11 Canadians are mobile, and indeed enjoy a Charter s. 6 right to mobility, even while federal programs like Employment Insurance are structured to encourage Canadians to remain in low-employment regions. A recent study suggests that Canadians speak with much the same accent from coast to coast to coast, and that this can be attributed to a great deal of interprovincial mobility (Canadian Press). It is widely known that young people tend to be the more mobile. This has affected Atlantic Canada dramatically; young people leave the East for opportunity elsewhere and that is where they start their families. There is some migration back to the East but this is primarily among the older segments of the population who left the East many years ago. This latter group worked and paid taxes to other governments and then return to the Atlantic region just when their needs for public services begin to increase. The great empirical question that Saillant’s work raises is whether young Canadians, including those who left Atlantic Canada for better prospects, will be willing to support measures to stabilize the fiscal position of the provinces in the east.
12 Saillant notes that one of the historical sources of central Canadian support for the federal government’s transfer to the regions was that in an east-west oriented economy in which manufacturing was concentrated in Ontario and Quebec, central Canadian taxpayer dollars redistributed by Ottawa to the regions would return in the form of purchases of goods from central Canada (120). Central Canada would get something out of the transfer system. This is less and less the case. Manufacturing in central Canada is a shadow of its former self in our globalized context. The Canadian economy is significantly oriented north to south. And Ontario years ago joined other provinces in the receipt of equalization payments. The federal government, to control costs, put a cap on equalization transfers, so money for Ontario means less for the Atlantic provinces. Ontario once upon a time considered itself “Canada” but in the early 1990s, Premier Bob Rae began speaking of Ontario as a “region”—in other words, as a competitor of the other regions for federal largesse.

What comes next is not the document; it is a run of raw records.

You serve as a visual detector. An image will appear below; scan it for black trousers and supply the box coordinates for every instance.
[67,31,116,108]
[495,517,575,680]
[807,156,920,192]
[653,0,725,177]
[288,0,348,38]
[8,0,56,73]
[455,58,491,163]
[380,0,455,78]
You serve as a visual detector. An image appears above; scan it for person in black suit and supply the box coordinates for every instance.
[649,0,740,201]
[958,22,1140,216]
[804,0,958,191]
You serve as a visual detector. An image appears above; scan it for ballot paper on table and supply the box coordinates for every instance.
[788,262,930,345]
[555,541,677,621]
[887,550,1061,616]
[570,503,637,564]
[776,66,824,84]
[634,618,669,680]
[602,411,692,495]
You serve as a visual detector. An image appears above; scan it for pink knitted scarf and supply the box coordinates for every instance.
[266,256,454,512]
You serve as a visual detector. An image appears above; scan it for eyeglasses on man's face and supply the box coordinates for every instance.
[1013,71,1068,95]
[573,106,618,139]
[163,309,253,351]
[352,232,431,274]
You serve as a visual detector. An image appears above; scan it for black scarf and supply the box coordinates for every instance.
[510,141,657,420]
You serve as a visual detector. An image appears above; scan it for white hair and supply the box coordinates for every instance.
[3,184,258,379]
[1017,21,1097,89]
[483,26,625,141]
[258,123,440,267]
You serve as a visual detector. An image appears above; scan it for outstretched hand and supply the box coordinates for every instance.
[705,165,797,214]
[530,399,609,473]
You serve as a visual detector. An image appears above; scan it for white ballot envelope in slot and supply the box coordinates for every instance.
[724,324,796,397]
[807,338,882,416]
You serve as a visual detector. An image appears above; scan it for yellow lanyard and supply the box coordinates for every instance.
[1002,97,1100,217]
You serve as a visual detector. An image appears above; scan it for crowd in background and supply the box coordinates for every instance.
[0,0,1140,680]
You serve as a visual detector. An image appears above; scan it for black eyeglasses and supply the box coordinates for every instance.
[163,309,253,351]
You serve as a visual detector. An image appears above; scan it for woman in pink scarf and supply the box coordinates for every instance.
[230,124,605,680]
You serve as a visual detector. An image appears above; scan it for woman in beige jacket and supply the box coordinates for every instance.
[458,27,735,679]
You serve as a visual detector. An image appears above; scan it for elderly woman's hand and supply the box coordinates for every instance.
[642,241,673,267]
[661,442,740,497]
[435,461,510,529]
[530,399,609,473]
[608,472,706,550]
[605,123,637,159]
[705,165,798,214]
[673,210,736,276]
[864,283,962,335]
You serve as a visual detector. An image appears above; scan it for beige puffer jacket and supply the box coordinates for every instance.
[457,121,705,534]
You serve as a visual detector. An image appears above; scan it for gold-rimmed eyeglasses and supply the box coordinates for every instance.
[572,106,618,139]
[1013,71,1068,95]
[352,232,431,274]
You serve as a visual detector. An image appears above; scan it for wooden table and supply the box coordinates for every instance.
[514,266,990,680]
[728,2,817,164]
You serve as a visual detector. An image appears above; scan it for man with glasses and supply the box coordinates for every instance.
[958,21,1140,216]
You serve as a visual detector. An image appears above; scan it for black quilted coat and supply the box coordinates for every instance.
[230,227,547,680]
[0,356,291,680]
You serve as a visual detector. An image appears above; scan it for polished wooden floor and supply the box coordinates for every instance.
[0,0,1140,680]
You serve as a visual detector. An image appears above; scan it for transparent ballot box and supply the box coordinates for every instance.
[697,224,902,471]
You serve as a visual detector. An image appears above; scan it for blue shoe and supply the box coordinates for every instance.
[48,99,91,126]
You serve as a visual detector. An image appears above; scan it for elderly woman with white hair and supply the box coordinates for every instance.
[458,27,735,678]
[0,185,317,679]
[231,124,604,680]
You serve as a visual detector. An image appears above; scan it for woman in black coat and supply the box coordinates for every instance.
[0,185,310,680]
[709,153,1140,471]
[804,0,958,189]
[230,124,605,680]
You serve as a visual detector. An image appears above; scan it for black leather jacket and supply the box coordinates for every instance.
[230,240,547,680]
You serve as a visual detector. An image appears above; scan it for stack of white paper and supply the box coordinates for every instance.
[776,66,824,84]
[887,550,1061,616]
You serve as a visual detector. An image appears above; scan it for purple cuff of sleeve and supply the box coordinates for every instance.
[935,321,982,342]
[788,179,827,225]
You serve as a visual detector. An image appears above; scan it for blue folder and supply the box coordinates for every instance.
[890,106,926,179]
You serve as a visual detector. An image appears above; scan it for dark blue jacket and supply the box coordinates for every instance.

13 All this suggests that the ideology of “sharing” that undergirds the transfer system and that supports Saillant’s proposal may be weakening, and this is not good news for Atlantic Canada. A Tale of Two Countries was meant to be a more balanced, positive analysis of the demographic imbalance in Canada than the more disconcerting Over the Cliff. Yet the numbers—to which Saillant, in his sober, hard-headed manner, is very faithful—do not lie. Atlantic Canada is in for a difficult period. Richard Saillant has written a thoughtful, rigorous, yet accessible book that is required reading for anyone who wants to think seriously and soberly about the future of this province and this region.